The bill would repeal all bargaining rights for home health care workers, University of Wisconsin System faculty and academic staff, and employees of University of Wisconsin Hospitals and Clinics. It will eliminate dues check off where employers collect dues money for the Union from the paychecks. (In many ways this would be a good thing as it would mean full time staff stewards on the job would have to interact more with the members to collect finances)
For the trade Union bureaucracy, it means losing a seat at the table. The employers will have limited or severely curtailed, the legal rights of Unions to negotiate over wages, hours and working conditions. There is no doubt that this is a frontal assault on trade Union rights.
The Democrats on the other hand are against such a blatant attack on Union rights because the AFL-CIO leadership and their counterparts in the Change To Win coalition that split from the AFL-CIO a few years ago provide this party with millions of dollars of their members dues money during election campaigns; $400 million to elect President Obama. When assistance in kind is included, phone banking, mailings, precinct walking etc. the Union contributions to the Democratic Party over the years amounts to billions of dollars and it has done nothing to stop the decline in our living standards brought about by attacks from Democrats and Republicans alike.
The Union leaders provide money and foot soldiers for the Democrats. My former Union, AFSCME, provided 40,000 volunteers for Walter Mondale in 1984. The resources are clearly there for us to run independent labor/working class candidates for state, local and national elections.
Don't let the Dems derail an independent workers' movement |
Workers gathered in Columbus Ohio to protest similar legislation that will eliminate most collective bargaining rights for the 400,000 public employees in the state. President Obama was there Tuesday to meet with small business owners but his spokesperson declined to comment on the situation in Wisconsin or Ohio according to the Wall Street Journal. This is our friend?

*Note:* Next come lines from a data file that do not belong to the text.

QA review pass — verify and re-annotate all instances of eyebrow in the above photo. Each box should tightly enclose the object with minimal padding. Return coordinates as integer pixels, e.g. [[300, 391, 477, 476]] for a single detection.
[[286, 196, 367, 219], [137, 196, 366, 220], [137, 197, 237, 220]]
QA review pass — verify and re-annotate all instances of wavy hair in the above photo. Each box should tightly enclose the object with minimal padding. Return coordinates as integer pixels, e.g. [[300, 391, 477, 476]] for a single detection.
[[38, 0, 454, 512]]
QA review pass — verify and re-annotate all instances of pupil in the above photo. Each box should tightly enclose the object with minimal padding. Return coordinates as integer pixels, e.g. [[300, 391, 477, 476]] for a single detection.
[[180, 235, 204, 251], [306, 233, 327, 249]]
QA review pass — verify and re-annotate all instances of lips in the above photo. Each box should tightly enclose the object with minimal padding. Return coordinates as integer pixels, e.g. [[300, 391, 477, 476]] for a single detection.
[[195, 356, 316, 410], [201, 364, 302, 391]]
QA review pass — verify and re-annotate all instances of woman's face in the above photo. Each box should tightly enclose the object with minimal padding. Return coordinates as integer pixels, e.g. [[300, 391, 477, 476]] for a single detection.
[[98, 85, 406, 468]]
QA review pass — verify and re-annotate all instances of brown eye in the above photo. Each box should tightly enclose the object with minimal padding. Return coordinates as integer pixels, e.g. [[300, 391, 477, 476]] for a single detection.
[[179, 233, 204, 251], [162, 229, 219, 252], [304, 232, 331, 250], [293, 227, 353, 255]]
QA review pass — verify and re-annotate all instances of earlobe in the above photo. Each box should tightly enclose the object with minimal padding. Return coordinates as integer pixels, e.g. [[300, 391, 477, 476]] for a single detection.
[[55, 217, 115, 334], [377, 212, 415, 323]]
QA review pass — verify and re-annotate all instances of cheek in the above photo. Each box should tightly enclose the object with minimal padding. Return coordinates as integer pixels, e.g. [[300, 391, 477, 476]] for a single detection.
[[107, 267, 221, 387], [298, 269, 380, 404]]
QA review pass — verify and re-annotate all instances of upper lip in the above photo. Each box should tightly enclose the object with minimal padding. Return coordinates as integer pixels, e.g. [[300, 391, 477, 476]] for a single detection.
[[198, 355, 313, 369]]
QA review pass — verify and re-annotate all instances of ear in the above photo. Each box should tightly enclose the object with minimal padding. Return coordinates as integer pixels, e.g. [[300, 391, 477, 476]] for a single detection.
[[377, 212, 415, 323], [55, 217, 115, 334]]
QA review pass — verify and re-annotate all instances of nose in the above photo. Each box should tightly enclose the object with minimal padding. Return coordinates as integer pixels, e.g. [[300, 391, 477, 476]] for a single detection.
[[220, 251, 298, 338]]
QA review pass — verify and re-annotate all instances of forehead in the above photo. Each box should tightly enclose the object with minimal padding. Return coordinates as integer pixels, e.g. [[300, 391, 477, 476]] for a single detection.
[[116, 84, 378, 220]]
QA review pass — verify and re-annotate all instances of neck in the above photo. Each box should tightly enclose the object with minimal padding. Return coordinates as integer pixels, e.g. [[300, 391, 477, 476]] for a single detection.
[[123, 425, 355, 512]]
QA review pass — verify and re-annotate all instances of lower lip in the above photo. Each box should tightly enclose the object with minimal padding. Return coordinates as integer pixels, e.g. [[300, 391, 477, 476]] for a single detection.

The trade Union leadership and the Democrats have no problem with workers paying more to bail out the system and to recuperate from a meltdown that the capitalist class has caused. That is not an issue with them. We have quoted numerous Labor officials who are pleading with the bosses to negotiate cuts with them. They have stated many times that finances are not an issue and both groups are only too willing to cut wages, eliminate benefits and increase workers pension contributions; they simply don’t want to lose the right to talk about it.
For the public sector workers, all workers and youth and the recipients of public services, money, services and working conditions do matter. The idea that we have to take cuts, that services have to be slashed, is nonsense.

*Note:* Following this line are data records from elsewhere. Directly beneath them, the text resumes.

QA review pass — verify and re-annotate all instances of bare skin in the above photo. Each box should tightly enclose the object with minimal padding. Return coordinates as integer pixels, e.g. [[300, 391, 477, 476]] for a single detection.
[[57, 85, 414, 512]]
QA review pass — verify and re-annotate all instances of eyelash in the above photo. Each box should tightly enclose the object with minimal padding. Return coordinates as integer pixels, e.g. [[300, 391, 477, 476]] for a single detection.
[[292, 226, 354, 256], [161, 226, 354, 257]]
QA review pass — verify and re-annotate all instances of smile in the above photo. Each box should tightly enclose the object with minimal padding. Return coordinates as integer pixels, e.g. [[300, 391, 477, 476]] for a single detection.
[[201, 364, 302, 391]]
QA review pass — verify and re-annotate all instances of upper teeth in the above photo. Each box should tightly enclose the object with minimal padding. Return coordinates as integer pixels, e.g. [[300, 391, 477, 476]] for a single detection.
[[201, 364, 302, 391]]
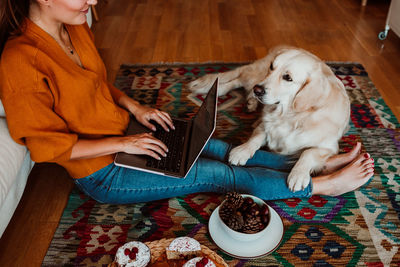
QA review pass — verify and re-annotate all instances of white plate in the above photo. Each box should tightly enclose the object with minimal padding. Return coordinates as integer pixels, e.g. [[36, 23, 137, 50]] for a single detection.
[[208, 206, 284, 259]]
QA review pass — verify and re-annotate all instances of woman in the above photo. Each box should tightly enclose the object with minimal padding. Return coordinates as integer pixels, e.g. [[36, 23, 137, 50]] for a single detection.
[[0, 0, 374, 203]]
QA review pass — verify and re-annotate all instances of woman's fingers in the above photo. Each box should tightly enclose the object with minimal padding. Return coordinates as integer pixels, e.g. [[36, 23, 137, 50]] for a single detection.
[[125, 133, 168, 159]]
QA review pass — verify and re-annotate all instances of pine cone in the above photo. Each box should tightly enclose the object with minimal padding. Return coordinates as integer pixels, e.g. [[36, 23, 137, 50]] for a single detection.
[[242, 215, 264, 234], [226, 214, 244, 231], [225, 192, 243, 208], [219, 202, 236, 223]]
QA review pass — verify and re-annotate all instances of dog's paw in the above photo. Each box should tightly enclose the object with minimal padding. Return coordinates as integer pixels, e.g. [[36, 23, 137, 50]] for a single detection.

As a blog pointed out the other day: “The U.S. has the most unequal distribution (of wealth) among industrial nations (the OECD nations), and among all nations in the world we rank at #73 in inequality behind such nations as Morocco, Ethiopia, Pakistan, Bangladesh, India, Russia, Egypt and Romania. The U.S. also has the highest childhood poverty rate among all developed nations. France has about the same child poverty rate as the U.S. before government interventions. France reduces childhood poverty to 7%, we reduce it to 20%.”
We’ve bailed out the bankers and Wall Street to the tune of trillions of dollars. Not only have we funded the numerous dictators falling in the Middle East right now, they are spending trillions of dollars on building bases all over the world and on wars in Afghanistan and Iraq.

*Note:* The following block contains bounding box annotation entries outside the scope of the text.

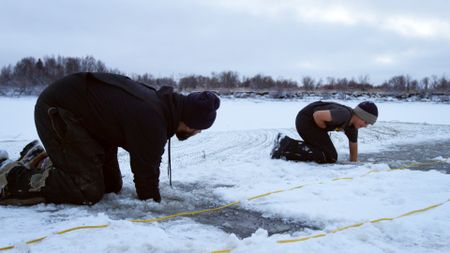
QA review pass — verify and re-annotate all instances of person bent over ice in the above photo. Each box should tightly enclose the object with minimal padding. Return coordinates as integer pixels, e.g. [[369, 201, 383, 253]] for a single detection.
[[0, 72, 220, 204], [271, 101, 378, 163]]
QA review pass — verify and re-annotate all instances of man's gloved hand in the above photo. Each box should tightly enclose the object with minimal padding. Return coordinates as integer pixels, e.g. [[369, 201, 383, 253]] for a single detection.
[[136, 185, 161, 202]]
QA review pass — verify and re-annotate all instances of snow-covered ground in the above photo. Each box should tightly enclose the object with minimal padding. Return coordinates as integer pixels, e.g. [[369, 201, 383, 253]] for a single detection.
[[0, 98, 450, 253]]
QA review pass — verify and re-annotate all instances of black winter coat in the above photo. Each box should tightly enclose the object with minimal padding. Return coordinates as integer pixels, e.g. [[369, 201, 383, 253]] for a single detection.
[[37, 72, 184, 199]]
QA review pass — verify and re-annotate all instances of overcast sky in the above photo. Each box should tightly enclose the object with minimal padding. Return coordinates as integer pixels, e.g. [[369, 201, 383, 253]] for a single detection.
[[0, 0, 450, 82]]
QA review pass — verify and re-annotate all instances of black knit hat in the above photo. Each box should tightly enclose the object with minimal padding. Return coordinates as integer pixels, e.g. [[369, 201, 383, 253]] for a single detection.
[[353, 101, 378, 125], [181, 91, 220, 130]]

Democrats and Republicans have no disagreement on the basics that workers and the middle class must pay for their crisis. They simply differ on the level of cuts. Because the heads of organized Labor also make this argument, that we have to sacrifice, that we have to give back what took a hundred years or so to win, this idea takes hold in the minds of many workers. The propaganda that public sector workers are the cause of the deficits, tax increases and cuts that other workers have been facing also gets an echo because the Labor leaders fail to counter it with an offensive of our own, instead, making moral arguments that we “deserve” what we get because we are hard dedicated workers etc. What does that say about the workers that lost their paychecks and benefits?
Where our money is, but we've have to fight for it. |
Yet we have this absurd situation where 65,000 workers are in the streets of a mid-sized state Capital and their leaders are saying its all so that they can sit down with the boss and negotiate our wages, benefits and working conditions away and accept cuts in pay. They are even raising the threat of a general strike so they can go and hand over our living standards to the boss. This is the time to go on the offensive. We must demand increased public services through a massive national infrastructure plan. More jobs, pay and a retirement we can live on for all; a shorter workweek, health care, free education at all levels; a $15 an hour minimum wage, a moratorium on foreclosures etc. We can introduce legislation to tax the rich and the corporations as Oregon has done. We must build and expand this movement and draw other workers and youth in to it in the struggle against the capitalists of both parties and through such a campaign, run political candidates on a fight to win platform independent of the two Wall Street parties.
This is the alternative to a future of never ending concessions and defeats.